14. Governing Law & Dispute Resolution

These Terms are governed by the laws of the State of Maryland, United States, without regard to its conflict-of-laws principles. The parties consent to the exclusive jurisdiction of the state courts of Maryland and the U.S. District Court for the District of Maryland for any dispute arising out of or relating to these Terms or the Service, except that either party may seek injunctive relief in any court of competent jurisdiction to protect its intellectual property or confidential information.

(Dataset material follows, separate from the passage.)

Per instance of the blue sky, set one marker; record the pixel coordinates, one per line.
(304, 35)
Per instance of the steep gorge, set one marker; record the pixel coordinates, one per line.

15. Changes to These Terms

We may modify these Terms from time to time. The current version will always be posted at readylinegrc.com/terms with the "Last updated" date noted at the top. Material changes will be communicated to the Tenant administrator's email of record at least thirty (30) days before they take effect, except that changes required by law or to address security threats may take effect immediately. Your continued use of the Service after the effective date of any change constitutes acceptance.

16. Contact

Questions about these Terms? Contact us at hello@readylinegrc.com.

Cipher One Tech LLC
Maryland, United States

Reminder: these Terms are an interim draft. The final version, following review by qualified legal counsel, will be published at this URL and supersede this draft entirely. Material changes will be communicated to all Tenant administrators of record by email.